Anti-TNF medications have been around the longest and have the most developed safety profile among the biologics used in dermatology, according to Dr. Heffernan.
“There’s evidence that strong anti-tumor necrosis factor blockers, specifically the antibodies like infliximab and adalimumab, make a clinical difference in the treatment of patients with hidradenitis suppurativa. Adalimumab (Humira) is in phase 3 trials right now, which are looking at whether adalimumab will be approved for the treatment of hidradenitis,” he said. “So many practitioners in clinical practice regularly use infliximab and adalimumab for the treatment of hidradenitis, currently in an off-label fashion. So, it would be very helpful for us to have an indicated treatment for hidradenitis, which would be the first indicated treatment for the disease.”
There also is a small case series on the use of anti-TNF medications, as well as for the use of ustekinumab, in patients who suffer from pityriasis rubra pilaris.4
Most of the major advances in the targeted treatment of melanoma have been in biologic therapies, according to Dr. Heffernan.
“One of the first biologic treatments developed [and approved] for melanoma ipilimumab injection (Yervoy, Bristol-Myers Squibb) is for the treatment of unresectable or metastatic melanoma. It upregulates the immune system to fuel the immune response to the cancer,” he said.
Dr. Heffernan said he anticipates that, by 2025, there will be several biologic agents approved for the targeted treatment of specific skin diseases.
“As the familiarity with biologics has grown and the comfort with their safety profile has grown, dermatologists and other investigators have felt more and more comfortable studying biologics in some less common but still severe diseases,” he said. “That’s really gratifying because sometimes the use of these medications has taught us about the diseases, and has shown that sometimes there are safe and hopefully effective ways to treat people who suffer from these life-altering diseases.”

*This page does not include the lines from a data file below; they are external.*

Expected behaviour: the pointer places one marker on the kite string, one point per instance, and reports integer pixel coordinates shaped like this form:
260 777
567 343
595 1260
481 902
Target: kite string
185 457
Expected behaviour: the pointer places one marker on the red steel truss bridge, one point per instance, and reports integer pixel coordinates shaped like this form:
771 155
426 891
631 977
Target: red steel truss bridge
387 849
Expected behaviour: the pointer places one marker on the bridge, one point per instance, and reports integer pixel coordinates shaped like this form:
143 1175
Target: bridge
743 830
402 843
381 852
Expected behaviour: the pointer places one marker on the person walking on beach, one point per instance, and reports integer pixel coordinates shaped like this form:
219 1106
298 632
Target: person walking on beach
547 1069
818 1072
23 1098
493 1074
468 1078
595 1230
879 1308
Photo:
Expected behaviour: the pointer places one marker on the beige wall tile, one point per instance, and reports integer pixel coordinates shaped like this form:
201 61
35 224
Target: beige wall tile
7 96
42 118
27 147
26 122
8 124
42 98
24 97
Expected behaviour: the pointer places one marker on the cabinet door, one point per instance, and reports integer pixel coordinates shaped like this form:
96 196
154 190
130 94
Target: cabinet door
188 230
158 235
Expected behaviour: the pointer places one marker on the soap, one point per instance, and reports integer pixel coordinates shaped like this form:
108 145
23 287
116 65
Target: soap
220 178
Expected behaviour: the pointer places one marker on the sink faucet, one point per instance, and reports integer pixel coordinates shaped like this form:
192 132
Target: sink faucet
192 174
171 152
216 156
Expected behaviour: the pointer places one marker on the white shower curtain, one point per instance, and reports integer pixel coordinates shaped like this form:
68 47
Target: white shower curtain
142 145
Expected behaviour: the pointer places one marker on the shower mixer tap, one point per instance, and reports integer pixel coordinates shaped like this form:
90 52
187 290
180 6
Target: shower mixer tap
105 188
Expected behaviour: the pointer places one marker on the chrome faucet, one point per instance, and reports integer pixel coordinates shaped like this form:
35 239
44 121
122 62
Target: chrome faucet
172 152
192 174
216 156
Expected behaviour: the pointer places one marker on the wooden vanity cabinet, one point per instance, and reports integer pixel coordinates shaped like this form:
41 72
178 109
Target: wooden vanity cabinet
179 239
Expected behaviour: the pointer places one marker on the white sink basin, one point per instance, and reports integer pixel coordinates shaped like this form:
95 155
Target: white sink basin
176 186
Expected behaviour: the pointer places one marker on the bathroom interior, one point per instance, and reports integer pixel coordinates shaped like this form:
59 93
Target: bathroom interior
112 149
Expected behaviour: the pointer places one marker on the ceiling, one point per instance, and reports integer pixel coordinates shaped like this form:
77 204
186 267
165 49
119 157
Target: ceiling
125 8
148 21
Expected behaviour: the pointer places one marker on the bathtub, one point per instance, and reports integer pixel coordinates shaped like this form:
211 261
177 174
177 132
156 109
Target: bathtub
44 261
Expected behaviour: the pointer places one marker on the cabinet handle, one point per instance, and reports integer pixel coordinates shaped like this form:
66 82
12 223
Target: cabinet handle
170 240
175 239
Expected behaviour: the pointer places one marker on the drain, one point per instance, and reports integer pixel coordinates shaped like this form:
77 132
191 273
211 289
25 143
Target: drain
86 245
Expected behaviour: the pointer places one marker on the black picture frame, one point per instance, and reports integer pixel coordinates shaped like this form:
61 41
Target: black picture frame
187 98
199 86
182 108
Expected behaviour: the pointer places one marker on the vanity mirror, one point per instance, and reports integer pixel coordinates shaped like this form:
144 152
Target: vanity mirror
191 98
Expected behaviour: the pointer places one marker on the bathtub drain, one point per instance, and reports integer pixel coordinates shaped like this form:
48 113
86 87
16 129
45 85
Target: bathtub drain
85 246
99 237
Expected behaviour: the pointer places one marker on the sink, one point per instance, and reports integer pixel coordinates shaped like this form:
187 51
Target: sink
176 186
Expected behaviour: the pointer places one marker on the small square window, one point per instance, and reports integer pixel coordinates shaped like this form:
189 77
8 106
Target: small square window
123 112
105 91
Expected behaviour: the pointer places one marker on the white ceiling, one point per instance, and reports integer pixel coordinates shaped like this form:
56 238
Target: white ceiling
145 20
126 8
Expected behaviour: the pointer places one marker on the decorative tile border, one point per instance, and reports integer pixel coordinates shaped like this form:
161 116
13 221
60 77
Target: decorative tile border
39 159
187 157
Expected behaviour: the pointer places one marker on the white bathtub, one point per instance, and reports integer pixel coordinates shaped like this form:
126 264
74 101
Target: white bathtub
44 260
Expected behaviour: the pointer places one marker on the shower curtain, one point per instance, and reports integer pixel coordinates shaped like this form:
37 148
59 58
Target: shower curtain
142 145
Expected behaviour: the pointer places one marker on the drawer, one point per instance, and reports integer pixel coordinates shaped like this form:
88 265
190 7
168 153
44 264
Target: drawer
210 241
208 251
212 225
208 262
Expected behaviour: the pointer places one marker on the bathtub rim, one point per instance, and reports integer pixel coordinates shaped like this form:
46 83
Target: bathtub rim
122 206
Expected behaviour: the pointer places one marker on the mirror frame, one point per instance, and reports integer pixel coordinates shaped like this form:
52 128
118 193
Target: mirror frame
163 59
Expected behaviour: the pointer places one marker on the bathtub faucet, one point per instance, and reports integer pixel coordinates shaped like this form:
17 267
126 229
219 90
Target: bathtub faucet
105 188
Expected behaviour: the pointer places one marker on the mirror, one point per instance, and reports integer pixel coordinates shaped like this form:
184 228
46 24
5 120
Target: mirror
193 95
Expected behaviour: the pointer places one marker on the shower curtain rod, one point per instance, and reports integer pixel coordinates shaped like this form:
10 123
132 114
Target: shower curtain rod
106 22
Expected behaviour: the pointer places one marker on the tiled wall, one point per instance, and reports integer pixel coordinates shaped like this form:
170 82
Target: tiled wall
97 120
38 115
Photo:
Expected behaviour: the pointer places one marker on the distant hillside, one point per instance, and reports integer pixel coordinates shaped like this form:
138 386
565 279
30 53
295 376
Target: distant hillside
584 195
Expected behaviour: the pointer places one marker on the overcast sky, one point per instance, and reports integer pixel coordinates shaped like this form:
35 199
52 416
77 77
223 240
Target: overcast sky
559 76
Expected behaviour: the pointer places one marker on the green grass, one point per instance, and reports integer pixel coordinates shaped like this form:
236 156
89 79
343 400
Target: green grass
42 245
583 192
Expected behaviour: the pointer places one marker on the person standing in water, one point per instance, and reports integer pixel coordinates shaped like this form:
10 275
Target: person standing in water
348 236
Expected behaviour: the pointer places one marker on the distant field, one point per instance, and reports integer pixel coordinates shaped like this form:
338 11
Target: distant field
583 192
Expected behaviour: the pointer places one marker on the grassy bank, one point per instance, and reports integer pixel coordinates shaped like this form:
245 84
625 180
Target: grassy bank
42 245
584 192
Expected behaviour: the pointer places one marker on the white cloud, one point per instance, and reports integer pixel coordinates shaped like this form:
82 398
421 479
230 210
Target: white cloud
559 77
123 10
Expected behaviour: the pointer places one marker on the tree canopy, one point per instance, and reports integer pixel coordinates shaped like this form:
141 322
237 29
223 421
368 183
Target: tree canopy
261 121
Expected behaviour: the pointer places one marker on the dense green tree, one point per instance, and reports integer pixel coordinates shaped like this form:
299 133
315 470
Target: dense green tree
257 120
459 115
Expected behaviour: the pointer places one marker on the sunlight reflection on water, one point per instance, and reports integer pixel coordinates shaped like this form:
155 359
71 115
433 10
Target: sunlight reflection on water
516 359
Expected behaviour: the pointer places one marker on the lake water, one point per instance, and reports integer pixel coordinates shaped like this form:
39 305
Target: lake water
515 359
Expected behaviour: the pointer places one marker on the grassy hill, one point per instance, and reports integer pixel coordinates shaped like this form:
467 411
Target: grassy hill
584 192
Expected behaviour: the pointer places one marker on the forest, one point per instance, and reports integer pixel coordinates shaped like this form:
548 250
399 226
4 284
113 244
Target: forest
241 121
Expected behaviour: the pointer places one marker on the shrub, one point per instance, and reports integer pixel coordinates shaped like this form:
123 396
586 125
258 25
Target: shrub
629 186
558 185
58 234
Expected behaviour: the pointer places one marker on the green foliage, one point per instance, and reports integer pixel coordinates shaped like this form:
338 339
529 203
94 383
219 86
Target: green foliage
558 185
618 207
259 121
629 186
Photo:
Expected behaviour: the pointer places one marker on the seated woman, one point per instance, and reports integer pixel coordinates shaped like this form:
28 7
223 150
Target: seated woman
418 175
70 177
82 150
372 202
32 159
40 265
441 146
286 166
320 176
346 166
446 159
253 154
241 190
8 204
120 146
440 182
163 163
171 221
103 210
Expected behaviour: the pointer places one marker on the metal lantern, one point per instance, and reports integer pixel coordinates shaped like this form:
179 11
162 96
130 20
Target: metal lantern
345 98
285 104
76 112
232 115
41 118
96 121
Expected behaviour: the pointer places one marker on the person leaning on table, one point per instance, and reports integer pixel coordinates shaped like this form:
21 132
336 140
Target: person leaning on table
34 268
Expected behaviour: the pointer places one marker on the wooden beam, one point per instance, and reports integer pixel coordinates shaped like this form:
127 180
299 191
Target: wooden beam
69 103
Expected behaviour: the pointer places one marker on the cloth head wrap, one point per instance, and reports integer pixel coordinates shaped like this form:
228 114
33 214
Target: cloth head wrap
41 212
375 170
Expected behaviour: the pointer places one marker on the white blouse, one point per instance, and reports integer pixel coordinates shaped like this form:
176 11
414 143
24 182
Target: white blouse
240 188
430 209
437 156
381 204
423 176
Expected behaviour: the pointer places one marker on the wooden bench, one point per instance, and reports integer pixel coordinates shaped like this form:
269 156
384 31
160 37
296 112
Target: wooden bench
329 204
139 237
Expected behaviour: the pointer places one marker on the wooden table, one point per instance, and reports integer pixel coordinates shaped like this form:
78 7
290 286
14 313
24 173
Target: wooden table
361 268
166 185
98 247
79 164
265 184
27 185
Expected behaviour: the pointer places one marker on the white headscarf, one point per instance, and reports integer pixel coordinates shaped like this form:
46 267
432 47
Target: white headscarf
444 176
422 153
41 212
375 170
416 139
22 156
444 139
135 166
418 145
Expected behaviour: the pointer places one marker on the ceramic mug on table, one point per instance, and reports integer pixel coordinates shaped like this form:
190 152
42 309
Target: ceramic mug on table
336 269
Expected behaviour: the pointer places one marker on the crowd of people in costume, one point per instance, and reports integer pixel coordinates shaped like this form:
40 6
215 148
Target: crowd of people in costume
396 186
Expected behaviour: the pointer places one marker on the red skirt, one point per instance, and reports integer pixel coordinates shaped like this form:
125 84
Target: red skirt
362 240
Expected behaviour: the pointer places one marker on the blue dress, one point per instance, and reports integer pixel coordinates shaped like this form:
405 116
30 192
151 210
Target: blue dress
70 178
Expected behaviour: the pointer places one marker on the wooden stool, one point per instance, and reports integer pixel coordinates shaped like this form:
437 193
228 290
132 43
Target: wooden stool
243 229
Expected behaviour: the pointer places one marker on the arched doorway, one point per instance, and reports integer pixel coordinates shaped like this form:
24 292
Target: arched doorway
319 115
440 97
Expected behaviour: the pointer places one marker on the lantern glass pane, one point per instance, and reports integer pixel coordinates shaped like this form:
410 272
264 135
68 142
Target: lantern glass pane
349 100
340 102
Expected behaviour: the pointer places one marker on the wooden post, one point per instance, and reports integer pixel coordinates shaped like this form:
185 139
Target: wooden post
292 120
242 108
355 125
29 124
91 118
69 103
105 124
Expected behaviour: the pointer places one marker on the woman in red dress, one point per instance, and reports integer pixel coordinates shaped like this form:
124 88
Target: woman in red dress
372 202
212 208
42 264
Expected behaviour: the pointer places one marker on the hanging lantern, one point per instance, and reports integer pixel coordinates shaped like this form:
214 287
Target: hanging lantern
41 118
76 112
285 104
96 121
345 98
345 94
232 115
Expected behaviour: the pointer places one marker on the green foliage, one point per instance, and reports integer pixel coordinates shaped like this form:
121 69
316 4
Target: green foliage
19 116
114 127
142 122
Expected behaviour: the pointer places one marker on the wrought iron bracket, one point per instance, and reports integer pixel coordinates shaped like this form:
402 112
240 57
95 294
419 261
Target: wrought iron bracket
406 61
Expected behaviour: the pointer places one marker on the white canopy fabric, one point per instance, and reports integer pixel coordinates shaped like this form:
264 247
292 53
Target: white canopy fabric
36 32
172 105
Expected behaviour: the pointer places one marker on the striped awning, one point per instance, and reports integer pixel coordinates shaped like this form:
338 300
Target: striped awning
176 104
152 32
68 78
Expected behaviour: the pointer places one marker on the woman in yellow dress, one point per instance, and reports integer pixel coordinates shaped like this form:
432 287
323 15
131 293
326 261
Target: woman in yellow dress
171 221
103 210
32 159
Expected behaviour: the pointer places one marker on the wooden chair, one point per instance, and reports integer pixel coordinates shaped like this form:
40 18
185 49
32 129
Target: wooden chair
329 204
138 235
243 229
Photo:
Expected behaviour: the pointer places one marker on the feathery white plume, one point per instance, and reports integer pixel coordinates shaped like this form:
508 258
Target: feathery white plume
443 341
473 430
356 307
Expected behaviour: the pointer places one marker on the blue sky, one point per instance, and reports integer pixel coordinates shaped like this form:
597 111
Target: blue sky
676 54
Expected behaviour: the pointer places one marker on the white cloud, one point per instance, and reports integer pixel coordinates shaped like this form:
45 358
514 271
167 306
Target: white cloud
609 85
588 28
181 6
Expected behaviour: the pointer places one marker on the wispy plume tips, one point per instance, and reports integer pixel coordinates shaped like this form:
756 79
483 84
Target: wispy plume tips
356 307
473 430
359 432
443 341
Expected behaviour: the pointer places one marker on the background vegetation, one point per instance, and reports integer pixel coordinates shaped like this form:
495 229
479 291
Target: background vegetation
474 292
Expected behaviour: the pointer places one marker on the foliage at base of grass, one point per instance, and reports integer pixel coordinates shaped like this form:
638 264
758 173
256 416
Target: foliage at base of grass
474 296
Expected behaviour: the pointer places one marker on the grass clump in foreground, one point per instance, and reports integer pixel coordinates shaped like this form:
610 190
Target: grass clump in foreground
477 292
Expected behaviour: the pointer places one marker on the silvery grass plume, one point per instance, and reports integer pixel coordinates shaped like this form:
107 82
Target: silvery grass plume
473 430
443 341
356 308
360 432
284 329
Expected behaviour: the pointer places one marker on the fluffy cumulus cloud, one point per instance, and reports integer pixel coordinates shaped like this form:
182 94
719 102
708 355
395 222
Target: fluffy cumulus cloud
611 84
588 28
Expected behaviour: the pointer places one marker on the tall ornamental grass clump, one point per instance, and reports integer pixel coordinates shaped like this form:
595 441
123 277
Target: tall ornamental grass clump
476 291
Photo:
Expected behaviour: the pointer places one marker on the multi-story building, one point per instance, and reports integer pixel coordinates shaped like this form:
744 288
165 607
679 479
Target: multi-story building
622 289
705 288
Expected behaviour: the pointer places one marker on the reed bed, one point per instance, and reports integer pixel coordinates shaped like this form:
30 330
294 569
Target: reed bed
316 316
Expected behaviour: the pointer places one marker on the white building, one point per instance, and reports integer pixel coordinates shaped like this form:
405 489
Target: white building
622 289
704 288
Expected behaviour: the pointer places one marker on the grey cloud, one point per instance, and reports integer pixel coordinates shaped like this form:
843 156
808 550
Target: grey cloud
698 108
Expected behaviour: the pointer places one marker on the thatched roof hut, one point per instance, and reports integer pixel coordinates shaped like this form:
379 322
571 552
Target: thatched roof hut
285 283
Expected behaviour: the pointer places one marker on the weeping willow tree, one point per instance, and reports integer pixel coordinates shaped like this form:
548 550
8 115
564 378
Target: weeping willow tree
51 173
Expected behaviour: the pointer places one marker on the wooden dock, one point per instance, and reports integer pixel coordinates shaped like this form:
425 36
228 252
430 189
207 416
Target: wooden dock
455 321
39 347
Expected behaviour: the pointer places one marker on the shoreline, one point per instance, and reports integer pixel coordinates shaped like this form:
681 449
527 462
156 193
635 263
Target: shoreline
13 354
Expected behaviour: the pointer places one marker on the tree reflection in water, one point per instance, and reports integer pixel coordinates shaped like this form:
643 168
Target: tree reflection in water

1. Daniel BS, Murrell DF, Joly P. Rituximab and its use in autoimmune bullous disorders. Dermatol Clin. 2011 Oct;29(4):571-5. http://www.ncbi.nlm.nih.gov/pubmed/21925000
2. Zhao CY, Murrell DF. Pemphigus vulgaris: an evidence-based treatment update.Drugs. 2015 Feb;75(3):271-84. doi: 10.1007/s40265-015-0353-6. http://www.ncbi.nlm.nih.gov/pubmed/25655250
3. Wang HH, Liu CW, Li YC, Huang YC. Efficacy of Rituximab for Pemphigus: A Systematic Review and Meta-analysis of Different Regimens. Acta Derm Venereol.2015 Apr 17. http://www.ncbi.nlm.nih.gov/pubmed/25881672
4. Di Stefani A, Galluzzo M, Talamonti M, Chiricozzi A, Costanzo A, Chimenti S.Long-term ustekinumab treatment for refractory type I pityriasis rubra pilaris. J Dermatol Case Rep. 2013 Mar 30;7(1):5-9. http://www.ncbi.nlm.nih.gov/pubmed/?term=Di+Stefani+A%2C+Galluzzo+M%2C+Talamonti+M%2C+Chiricozzi+A%2C+Costanzo+A%2C+Chimenti+S.
Disclosure: None (Note: Dr. Heffernan had ties to most of the companies making biologics but hasn’t for two to three years. Today, he is senior medical director for Eli Lilly and Company, but didn’t talk about Eli Lilly medications in this story.)